Dancing Through the Years: A Data-Driven Look at Taylor Swift’s Music

Looking at the W. Jake Thompson’s curated data-set of Taylor Swift songs as a part of #TidyTuesday (Oct 10, 2023)

#TidyTuesday
Author

Aditya Dahiya

Published

October 18, 2023

Step 1: Data Import

Getting the data from TidyTuesday Retrieve the data originally from the taylor R package from W. Jake Thompson is a curated data set of Taylor Swift songs, including lyrics and audio characteristics.
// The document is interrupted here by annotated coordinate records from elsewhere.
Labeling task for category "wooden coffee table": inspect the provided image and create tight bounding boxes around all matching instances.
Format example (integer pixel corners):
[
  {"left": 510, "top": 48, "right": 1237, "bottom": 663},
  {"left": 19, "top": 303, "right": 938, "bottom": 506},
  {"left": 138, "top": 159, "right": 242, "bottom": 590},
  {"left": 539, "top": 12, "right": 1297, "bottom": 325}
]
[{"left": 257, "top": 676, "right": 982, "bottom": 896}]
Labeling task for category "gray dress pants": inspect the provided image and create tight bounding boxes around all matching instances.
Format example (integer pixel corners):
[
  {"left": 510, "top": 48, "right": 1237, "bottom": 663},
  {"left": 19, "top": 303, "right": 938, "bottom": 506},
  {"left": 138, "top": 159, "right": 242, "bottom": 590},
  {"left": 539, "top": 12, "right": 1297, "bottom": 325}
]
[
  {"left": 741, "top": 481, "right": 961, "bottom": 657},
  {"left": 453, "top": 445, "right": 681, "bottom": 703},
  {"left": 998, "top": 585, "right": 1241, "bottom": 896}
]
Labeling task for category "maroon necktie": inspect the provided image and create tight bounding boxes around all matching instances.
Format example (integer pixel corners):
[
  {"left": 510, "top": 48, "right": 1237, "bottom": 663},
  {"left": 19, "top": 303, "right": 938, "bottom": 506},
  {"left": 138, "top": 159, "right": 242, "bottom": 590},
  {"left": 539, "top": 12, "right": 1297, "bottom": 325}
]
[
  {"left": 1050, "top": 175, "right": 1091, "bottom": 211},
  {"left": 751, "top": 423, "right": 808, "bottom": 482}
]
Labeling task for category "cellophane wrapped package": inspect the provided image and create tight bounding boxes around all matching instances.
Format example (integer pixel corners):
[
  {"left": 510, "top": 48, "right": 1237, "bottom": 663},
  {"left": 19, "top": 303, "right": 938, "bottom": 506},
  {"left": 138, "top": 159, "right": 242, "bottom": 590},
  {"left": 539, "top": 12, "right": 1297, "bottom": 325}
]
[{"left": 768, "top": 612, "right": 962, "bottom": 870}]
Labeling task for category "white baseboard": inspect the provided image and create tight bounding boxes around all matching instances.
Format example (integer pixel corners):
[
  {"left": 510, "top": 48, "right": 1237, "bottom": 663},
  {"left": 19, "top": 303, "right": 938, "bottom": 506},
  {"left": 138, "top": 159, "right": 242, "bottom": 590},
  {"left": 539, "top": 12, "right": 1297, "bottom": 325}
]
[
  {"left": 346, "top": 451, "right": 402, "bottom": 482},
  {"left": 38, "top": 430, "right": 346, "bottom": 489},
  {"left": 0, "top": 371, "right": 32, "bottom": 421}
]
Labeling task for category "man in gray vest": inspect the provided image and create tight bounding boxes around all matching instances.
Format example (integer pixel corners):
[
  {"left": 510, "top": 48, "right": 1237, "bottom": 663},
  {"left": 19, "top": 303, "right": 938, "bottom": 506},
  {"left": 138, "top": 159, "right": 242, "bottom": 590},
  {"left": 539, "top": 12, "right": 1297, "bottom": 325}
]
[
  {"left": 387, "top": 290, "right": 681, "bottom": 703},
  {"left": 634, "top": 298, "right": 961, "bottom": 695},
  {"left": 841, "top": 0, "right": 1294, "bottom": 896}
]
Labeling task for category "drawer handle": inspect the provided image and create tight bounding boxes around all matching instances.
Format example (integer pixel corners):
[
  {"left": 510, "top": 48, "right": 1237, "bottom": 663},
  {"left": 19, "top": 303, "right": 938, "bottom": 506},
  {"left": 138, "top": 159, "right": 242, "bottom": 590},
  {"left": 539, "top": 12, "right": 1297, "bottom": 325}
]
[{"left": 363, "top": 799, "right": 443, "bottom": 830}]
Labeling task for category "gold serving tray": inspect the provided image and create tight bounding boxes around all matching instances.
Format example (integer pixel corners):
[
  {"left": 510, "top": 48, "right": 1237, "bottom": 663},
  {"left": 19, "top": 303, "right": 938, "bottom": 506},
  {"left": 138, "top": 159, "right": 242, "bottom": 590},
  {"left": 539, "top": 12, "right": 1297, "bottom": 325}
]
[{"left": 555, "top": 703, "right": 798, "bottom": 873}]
The data comes from Genius and the Spotify API.

Code
library(tidyverse)       # Data Wrangling and Visualization
library(visdat)          # View data in Exploratory Data Analysis
library(gganimate)       # For animation
library(transformr)      # to smoothly animate polygons and paths

# Using Option 2: Read data directly from GitHub

taylor_album_songs <- readr::read_csv('https://raw.githubusercontent.com/rfordatascience/tidytuesday/master/data/2023/2023-10-17/taylor_album_songs.csv')
taylor_all_songs <- readr::read_csv('https://raw.githubusercontent.com/rfordatascience/tidytuesday/master/data/2023/2023-10-17/taylor_all_songs.csv')
taylor_albums <- readr::read_csv('https://raw.githubusercontent.com/rfordatascience/tidytuesday/master/data/2023/2023-10-17/taylor_albums.csv')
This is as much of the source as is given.